A plane graph $G$ is $2-$face colorable if and only if $G$ is eulerian - counter example

Question

Actually, proof is asked in here: Planar graph has an euler cycle iff its faces can be colored with 2 colors. But my question is not about proof but about why is the following graph not a counter example:

I read the definition of eulerian graph in the book and looked it up in Wikipedia but both says eulerian graph is a graph that contains eulerian cycle (or tour) or a graph with every vertex of even degree. So, above graph is a plane graph and 2-face colorable, but it does not contain eulerian cycle. As I saw in here, above graph is semi-eulerian as it contains an eulerian path but not an eulerian cycle. So why this graph is not a counter example for the argument in the title? Thanks in advance.

Answer 1

If you look at the dual graph of your example, (to see how to color the faces) you see that you get a loop edge because of the pendant vertex in your original graph.

By definition, (at least from my book and other places such as here )a graph must not contain any loop edges in order to be colorable.

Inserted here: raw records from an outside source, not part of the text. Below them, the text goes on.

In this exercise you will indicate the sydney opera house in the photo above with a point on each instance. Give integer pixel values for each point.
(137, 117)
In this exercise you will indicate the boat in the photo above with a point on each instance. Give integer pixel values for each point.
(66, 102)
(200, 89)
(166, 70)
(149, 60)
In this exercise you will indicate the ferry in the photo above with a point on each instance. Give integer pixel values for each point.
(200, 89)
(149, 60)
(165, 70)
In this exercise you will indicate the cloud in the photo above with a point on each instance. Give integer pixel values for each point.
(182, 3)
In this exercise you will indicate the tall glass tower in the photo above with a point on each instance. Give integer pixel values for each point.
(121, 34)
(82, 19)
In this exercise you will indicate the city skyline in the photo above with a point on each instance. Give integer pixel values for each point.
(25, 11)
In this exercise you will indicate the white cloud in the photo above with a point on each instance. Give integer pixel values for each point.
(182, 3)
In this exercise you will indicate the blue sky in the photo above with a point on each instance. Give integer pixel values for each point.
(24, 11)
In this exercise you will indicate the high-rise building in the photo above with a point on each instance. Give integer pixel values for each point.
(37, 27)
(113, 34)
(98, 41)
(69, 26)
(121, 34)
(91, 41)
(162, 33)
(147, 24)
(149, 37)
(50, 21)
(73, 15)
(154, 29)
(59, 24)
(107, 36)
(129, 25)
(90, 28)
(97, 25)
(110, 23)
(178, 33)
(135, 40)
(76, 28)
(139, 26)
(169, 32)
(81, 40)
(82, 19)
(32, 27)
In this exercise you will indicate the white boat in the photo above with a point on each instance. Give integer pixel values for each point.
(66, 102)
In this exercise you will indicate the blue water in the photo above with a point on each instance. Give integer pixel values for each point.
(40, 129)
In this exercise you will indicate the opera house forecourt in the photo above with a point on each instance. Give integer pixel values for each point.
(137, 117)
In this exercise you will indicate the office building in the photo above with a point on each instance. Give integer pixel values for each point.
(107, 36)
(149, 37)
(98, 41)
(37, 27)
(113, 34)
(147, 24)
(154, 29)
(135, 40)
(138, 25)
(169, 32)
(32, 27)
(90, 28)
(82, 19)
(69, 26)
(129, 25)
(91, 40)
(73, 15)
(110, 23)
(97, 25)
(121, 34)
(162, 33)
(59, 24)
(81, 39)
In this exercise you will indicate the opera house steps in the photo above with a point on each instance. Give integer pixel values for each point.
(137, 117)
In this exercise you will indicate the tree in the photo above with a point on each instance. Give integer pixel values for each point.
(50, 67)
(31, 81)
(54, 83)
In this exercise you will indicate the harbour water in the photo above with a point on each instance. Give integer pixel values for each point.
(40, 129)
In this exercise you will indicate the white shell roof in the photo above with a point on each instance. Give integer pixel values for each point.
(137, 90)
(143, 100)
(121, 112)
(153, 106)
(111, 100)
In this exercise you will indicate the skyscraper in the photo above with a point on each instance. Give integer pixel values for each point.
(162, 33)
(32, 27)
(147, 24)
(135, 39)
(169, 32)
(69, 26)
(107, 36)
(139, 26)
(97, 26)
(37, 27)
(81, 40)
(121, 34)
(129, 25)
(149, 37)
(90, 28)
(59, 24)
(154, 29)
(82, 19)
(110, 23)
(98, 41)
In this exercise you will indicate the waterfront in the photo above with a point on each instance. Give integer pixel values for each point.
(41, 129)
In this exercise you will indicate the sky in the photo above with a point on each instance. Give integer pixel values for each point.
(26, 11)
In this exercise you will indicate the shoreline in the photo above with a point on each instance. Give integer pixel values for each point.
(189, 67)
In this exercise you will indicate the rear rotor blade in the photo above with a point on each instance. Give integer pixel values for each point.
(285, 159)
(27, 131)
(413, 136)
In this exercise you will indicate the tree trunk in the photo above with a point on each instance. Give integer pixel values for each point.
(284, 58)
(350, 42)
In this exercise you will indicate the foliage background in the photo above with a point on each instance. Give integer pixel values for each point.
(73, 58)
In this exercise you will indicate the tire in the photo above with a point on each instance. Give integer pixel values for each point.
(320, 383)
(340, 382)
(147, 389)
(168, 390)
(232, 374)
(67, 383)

It is even mentioned on the Wikipedia page for vertex coloring:

"...Since a vertex with a loop (i.e. a connection directly back to itself) could never be properly colored, it is understood that graphs in this context are loopless."

Answer 2

The theorem as you stated it isn’t true, as your example shows. I think the correct theorem is “A map $G$ is $2$-face colorable if and only if $G$ is Eulerian.” A map (not to be confused with a “map graph”) is a $3$-connected planar graph. It’s possible the theorem can be corrected in a different way be redefining what a face-coloring is, but I’m more comfortable saying that your example is not a map than saying that your example is not face-colorable.